In any case, I'm learning so much here and hopefully saving myself some $$$ and aggravation down the road. BUYER BEWARE can't be reinforced strongly enough as far as I'm concerned. 

Thanks again.


----------



## AwayWeGo (Oct 10, 2006)

*Points, Shmoynts.*




			
				Bill Riney said:
			
		

> * EXAMPLE:  **$995.00 1st year - including MF for, example, 15,000 points and 15,000 points for each year thereafter.  You then deposit your RCI weeks into Points for, I believe, $29.00.*


That's pretty much what we did last year -- bought an eBay a points timeshare in Arkansas, not Florida, & for sure not Summer Bay.  It works just as you describe in the example -- we get 15,000 points each year automatically just by owning & continuing to pay MF at the Arkansas points timeshare.  Optionally, we get more points by depositing our regular timeshare weeks into our points account if we choose -- or we can deposit them into the old-style week-for-week exchange system if we choose -- the best of both.  That works just as long as our non-points RCI timeshares remain non-points.  Should they transform themselves into RCI Points timeshares, then (perversely) we can keep on exchanging them into the week-for-week exchange system if we want, but from that point on we can't get points for them unless we pay whatever the resort is charging for "conversion."  So it goes. 

-- Alan Cole, McLean (Fairfax County), Virginia, USA.​


----------



## traveljunkie (Oct 10, 2006)

roni said:
			
		

> We purchased a 3bdm lockout at Summer Bay a few weeks ago off EBay (paid just over $800). Our plan to convert to points met with the same nightmare you describe - supposed fee of $8000.  At this point, we've decided to go ahead with the purchase, hoping  that once the paperwork is complete and we've been owners for awhile, they'll offer us an amazing DEAL (Ha!) to convert for a mere $3000...
> If we get the conversion, it'll be worth 126,000 points for MF of $895. That sounds reasonable to us.
> Otherwise, we'll stay in weeks with the option of splitting the lockout for 2 weeks of vacation per year.
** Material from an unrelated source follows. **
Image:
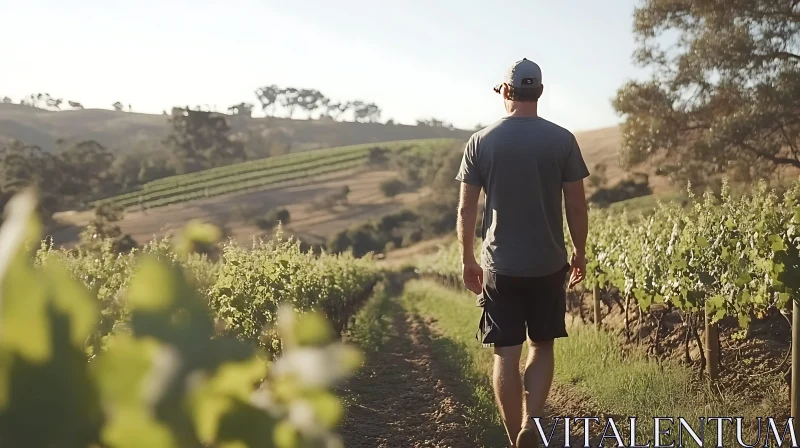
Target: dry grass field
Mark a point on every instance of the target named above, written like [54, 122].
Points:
[307, 221]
What is the benefit of converting to points? We're relatively new to Summer Bay (owned 1 yr.) and it's our 1st t/s.  We visited in May and were happy with it and even happier that we can split the lockout and use 2 weeks or use 1 and trade the other half.   
What can points do that our weeks can't? Sorry if this sounds like a dumb question.


----------



## AwayWeGo (Oct 10, 2006)

*Weeks, Shmeeks.*




			
				traveljunkie said:
			
		

> What can points do that our weeks can't?
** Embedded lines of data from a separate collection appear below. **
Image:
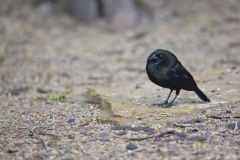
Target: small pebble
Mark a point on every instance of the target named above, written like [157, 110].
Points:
[104, 137]
[71, 121]
[131, 147]
[198, 138]
[233, 125]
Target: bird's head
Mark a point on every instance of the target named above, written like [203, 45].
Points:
[162, 57]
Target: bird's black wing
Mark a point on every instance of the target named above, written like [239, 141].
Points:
[180, 78]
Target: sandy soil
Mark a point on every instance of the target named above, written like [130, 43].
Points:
[48, 62]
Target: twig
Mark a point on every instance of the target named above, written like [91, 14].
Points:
[131, 152]
[153, 136]
[223, 117]
[33, 134]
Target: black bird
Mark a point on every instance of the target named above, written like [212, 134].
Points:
[164, 69]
As far as using your own timeshare week(s) that belong to you right there at your own home resort, points are _mox nix_.  For that matter, so are week-for-week exchanges so long as you just keep on using your own timeshare week(s) yourself intead of making swaps for the use of other people's timeshares. 
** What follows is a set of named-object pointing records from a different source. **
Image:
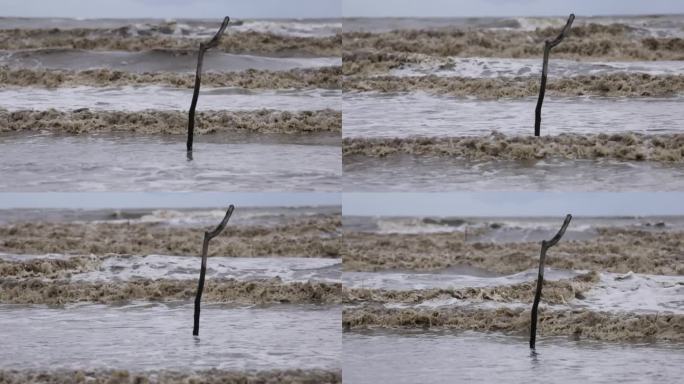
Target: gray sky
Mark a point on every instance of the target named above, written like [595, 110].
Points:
[239, 9]
[513, 204]
[118, 200]
[464, 8]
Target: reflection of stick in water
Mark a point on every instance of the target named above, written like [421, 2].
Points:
[205, 247]
[198, 79]
[540, 277]
[548, 44]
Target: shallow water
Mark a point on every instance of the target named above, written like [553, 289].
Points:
[507, 229]
[452, 278]
[131, 98]
[183, 27]
[484, 67]
[420, 114]
[636, 293]
[143, 337]
[159, 60]
[288, 269]
[435, 174]
[115, 163]
[181, 217]
[448, 357]
[644, 25]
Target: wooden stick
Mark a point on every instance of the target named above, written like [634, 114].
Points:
[203, 270]
[198, 79]
[548, 44]
[540, 277]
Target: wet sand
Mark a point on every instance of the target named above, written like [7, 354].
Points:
[305, 237]
[555, 292]
[299, 78]
[667, 148]
[171, 122]
[609, 85]
[122, 40]
[268, 291]
[613, 250]
[309, 376]
[577, 324]
[377, 52]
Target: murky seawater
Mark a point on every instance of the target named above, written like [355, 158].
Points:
[31, 162]
[469, 357]
[159, 60]
[288, 269]
[640, 25]
[183, 28]
[485, 67]
[180, 217]
[613, 292]
[127, 268]
[133, 98]
[420, 114]
[455, 278]
[144, 337]
[428, 174]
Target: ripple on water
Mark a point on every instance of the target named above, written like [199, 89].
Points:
[427, 174]
[97, 163]
[148, 337]
[447, 357]
[420, 114]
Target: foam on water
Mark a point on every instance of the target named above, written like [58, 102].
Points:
[406, 281]
[145, 337]
[189, 28]
[180, 217]
[288, 269]
[435, 174]
[133, 98]
[671, 25]
[420, 114]
[448, 357]
[638, 293]
[483, 67]
[105, 163]
[160, 60]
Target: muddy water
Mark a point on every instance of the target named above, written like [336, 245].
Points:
[448, 357]
[419, 114]
[288, 269]
[454, 278]
[184, 27]
[154, 60]
[414, 173]
[108, 162]
[131, 98]
[483, 67]
[144, 337]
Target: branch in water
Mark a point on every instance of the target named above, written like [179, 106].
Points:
[198, 79]
[548, 44]
[540, 277]
[203, 269]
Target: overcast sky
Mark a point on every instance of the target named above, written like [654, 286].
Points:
[239, 9]
[463, 8]
[513, 204]
[245, 9]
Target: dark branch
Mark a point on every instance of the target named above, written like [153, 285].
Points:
[198, 80]
[564, 32]
[540, 277]
[548, 44]
[203, 269]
Timeshare exchanges on the old conventional week-for-week system are more like Forrest Gump -- you never know exactly what you're going to get. 

When you add timeshare points into the picture, exchanging yours for somebody else's becomes less of a crapshoot.  That is, you know how many points you have in your timeshare-points account & you can look up how many points it takes for a reservation at a resort you'd like to go to at a time you'd like to go there.  _If_ you've got access to that many points _and_ there's availability for your desired reservation time, then -- _BOOM!_ -- you're good to go. 

The RCI version of timeshare points also lets you get last-minute reservations (i.e., reservations you make no more than 45 days before check-in) for a maximum of 9*,*000 points for the nicest, largest, fanciest, highest rated, most desirable timeshare week that shows up as still available.  On TUG, that's known as _Raiding The Weeks Inventory_.  At RCI, they call it _Instant Exchange_.  It doesn't work for reservations into RCI Points timeshares.  It's only good for last-minute points reservations into RCI Weeks timeshares.  So it goes. 

-- Alan Cole, McLean (Fairfax County), Virginia, USA.​


----------



## NJmom (Oct 11, 2006)

Did you ever get absolute confirmation that this is true , or could this be salesman talk? 

 I have also been interested in Summer Bay points.  No one has posted that they have been charged  to convert  already converted points at Summer Bay or not. 

 Has  anyone  purchased Summer Bay Points and been charged to reconvert them?

I agree that if this is true I would never do business with them.





			
				New Englander said:
			
		

> I appreciate everyone who took the time to answer.  We have absolutely NO intention of buying from Summer Bay, now that we know they would charge an additional $8,000 -- even for a unit that was already converted to points!!
> 
> The whole experience just left me very nervous about the entire buying process. Here I was on E-Bay, getting ready to bid for the first time; THe seller assured me the conversion had been done and the points were all set to go...I honestly wonder if HE'S aware of what the resort is doing!
> 
> ...


----------